David Kirkpatrick writes in the US context that broadband could add $500 billion to the US GDP.
Mark Anderson, a tech pundit and analyst with Strategic News Service, defines the minimum connection that deserves to be called broadband as 1.5 MBPSenough to receive a single good video stream. By his definition, the U.S. doesnt have 32 million broadband homes, as the FCC estimates, but rather almost none.
Boosting true broadband access, Anderson contends, will help increase online spending and make the economy grow faster. According to data compiled by the Pew Internet & American Life Project, 59% of broadband users bank online, compared to only 35% of those who use a dial-up telephone line to access the Internet. Broadband users also consume more news, buy more products, and play more games online. And they read more blogs and download more music.
WSJ writes about Japan:
When it comes to actually using those blazing-fast lines for tasks other than Web browsing or email, the going is slower. “In general, broadband capacity has not been fully utilized by consumers,” says Ren Tanaka, who’s in charge of corporate and strategic planning for broadband at Japan’s largest broadband provider, Softbank Corp. “Due to the lack of attractive content, the market has not really taken off.”
A look at one of Softbank’s offerings gives clues to why things are off to a slow start.

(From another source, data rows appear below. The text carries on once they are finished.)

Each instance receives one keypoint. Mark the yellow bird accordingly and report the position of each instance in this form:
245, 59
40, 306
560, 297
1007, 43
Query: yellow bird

Two years ago, the company launched a service called BB TV that streams television and movies to consumers over their broadband Internet connections. For the equivalent of around $27 a month at current exchange rates, users have access to 32 television channels and their pick of the provider’s 5,000 movie titles. The service is meant to be used with a set-top box that allows people to watch from their living-room TV.
A Softbank spokesman says the service has attracted fewer than 100,000 subscribers among the company’s nearly five million broadband customers.